Отсюда один шаг до теории Маркса, интерпретировавшего политическую власть как продукт непримиримости социальных противоречий, результат и проявление классовой борьбы. В новейшей социологии большое распространение получила концепция власти Вебера, согласно которой последняя определяется как возможность того или иного социального деятеля проводить свою волю в обществе, несмотря на оказываемое сопротивление[256]. Важное преимущество веберовского определения состоит в том, что, в отличие от предшествующих дефиниций, его интерпретация власти свободна от каких-либо оценочных суждений и предельно формализована. Это позволяет применять ее при объяснении социальных процессов и феноменов самого различного уровня (говорить о власти в государстве, на предприятии, в семье и т. д.). Такой подход, в свою очередь, позволяет осуществлять типологию отношений власти по различным уровням и критериям ее функционирования в обществе. Наиболее распространенны в современной социологии легитимность (способ обеспечения консенсуса между властью и обществом, узаконивание власти в глазах общества), природа применяемых властью позитивных или негативных санкций (награды или кары), степень их интенсивности (от насилия до полного отсутствия мер воздействия), а также средства или каналы коммуникаций, которые власть использует для проведения своих решений в жизнь[257]. Указывают на такие критерии, как роль власти в распределении экономических ресурсов, мотивация поведения, источники функционирования и достижения определенных целей.

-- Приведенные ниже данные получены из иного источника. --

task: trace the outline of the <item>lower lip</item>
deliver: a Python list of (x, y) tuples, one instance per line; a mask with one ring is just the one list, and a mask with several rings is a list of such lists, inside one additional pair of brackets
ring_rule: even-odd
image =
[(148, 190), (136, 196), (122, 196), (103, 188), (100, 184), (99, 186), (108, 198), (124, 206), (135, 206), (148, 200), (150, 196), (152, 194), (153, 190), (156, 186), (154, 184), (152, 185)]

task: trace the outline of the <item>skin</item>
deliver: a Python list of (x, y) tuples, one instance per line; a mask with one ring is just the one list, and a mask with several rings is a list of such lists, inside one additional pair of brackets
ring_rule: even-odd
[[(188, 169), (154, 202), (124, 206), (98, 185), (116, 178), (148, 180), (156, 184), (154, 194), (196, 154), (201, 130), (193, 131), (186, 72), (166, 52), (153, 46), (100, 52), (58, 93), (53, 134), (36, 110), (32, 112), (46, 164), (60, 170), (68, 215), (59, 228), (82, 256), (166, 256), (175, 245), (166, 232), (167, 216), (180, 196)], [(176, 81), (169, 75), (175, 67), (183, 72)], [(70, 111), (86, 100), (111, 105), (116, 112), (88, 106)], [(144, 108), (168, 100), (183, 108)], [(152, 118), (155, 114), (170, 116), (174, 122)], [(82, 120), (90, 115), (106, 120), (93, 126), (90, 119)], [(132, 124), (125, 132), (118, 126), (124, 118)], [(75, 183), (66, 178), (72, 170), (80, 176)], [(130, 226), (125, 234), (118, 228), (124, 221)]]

Принцип разделения властей может рассматриваться как один, и отнюдь не самый главный, критерий их группировки в соответствии с выполняемыми функциями или целями. Исходя из этого проводится многофакторное определение носителя власти, а последняя рассматривается как нечто целостное, единое и неделимое. Само государство, по Веберу, – принудительная политическая ассоциация, административный штат которой успешно реализует монополию на легитимное привлечение физической силы для проведения своих указаний. Обращает на себя внимание сходство этого подхода с марксистским тезисом о государстве как инструменте классового господства.